I was speaking to a denomination several weeks ago and a pastor asked me how many people we had in our church. I responded, “324.” He looked at me strange as if I had said something weird. “Wow, you know the exact number?” He asked.
“Well of course. How else are you supposed to shepherd people? If you don’t know them or their names, or the issues in their life, I don’t think you can actually do more than preach at them.”
As I pondered his curiosity over my ability to “know the sheep” in our ministry environment it brings up a lot of serious issues I think every pastor must come to terms with.
The big issue is related to the main call we all have from God. “To Make Disciples.” I’ve learned over 20 years of church leadership and church consulting, that many pastors have no real interest in making one of these. That is a person who is transformed by the gospel of Jesus and who allows Christ to overwhelm and invade every aspect of their lives. I find that we most often settle for drawing followers, fans, attenders, and churchgoers, but these do not fit inside the definition or ideal of what we know Jesus meant.

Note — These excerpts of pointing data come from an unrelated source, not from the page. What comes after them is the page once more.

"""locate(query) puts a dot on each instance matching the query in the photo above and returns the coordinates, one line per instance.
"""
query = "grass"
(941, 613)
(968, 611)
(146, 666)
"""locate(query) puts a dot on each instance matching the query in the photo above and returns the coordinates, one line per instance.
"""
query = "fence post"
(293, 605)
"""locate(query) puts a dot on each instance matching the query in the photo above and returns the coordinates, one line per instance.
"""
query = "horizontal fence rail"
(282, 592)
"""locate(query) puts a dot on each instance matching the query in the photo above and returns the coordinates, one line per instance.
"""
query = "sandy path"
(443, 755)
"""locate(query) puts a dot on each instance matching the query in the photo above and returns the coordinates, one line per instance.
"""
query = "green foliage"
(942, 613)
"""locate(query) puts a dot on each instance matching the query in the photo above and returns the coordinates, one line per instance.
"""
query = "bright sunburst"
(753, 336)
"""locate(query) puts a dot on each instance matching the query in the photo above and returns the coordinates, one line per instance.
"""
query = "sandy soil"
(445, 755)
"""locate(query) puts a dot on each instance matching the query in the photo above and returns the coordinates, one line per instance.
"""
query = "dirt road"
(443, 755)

Disciples are essentially apprentices and therefore will require massive amounts of time and friendship to see transformation happen. When I look at the lives of our 324, almost every person has significant life issues that keep them from gospel transformation. Every pastor wants their church to be “missional,” but you don’t just get your small groups to go on mission. You don’t just start preaching missional sermons and see the church change. The reality is that people can’t go on mission or even function inside a missional community unless they have quite a bit of life transformation in process. Some don’t know how to relate with non-Christians, some have no functional marriage, some have no clue how to parent their screaming kids, most are in debt, sexually perplexed, socially awkward and mired in deep social insecurity and on and on and on. Apprenticeship that takes time, real time! And your church, your missional communities, your small groups will only be as missionally functional as the people become functional.
There are no short cuts to gospel transformation. Jesus spent 30 years living in the neighborhood before he even started the formal process of preparing a people to carry on his mission. Even during his three years of focused mission, he grabbed just a handful to pour his life into. Books have been written on the method of apprenticeship Jesus used and we’d all be wise to stop reading magazines that tout the “fastest growing churches.” It simply isn’t real kingdom growth. Argue if you want, but any pastor with real stories will confirm, growth takes time, time takes people, and true shepherding is about knowing your sheep, walking with the sheep, and it’s a kingdom slug in through the mud that is what Jesus is after.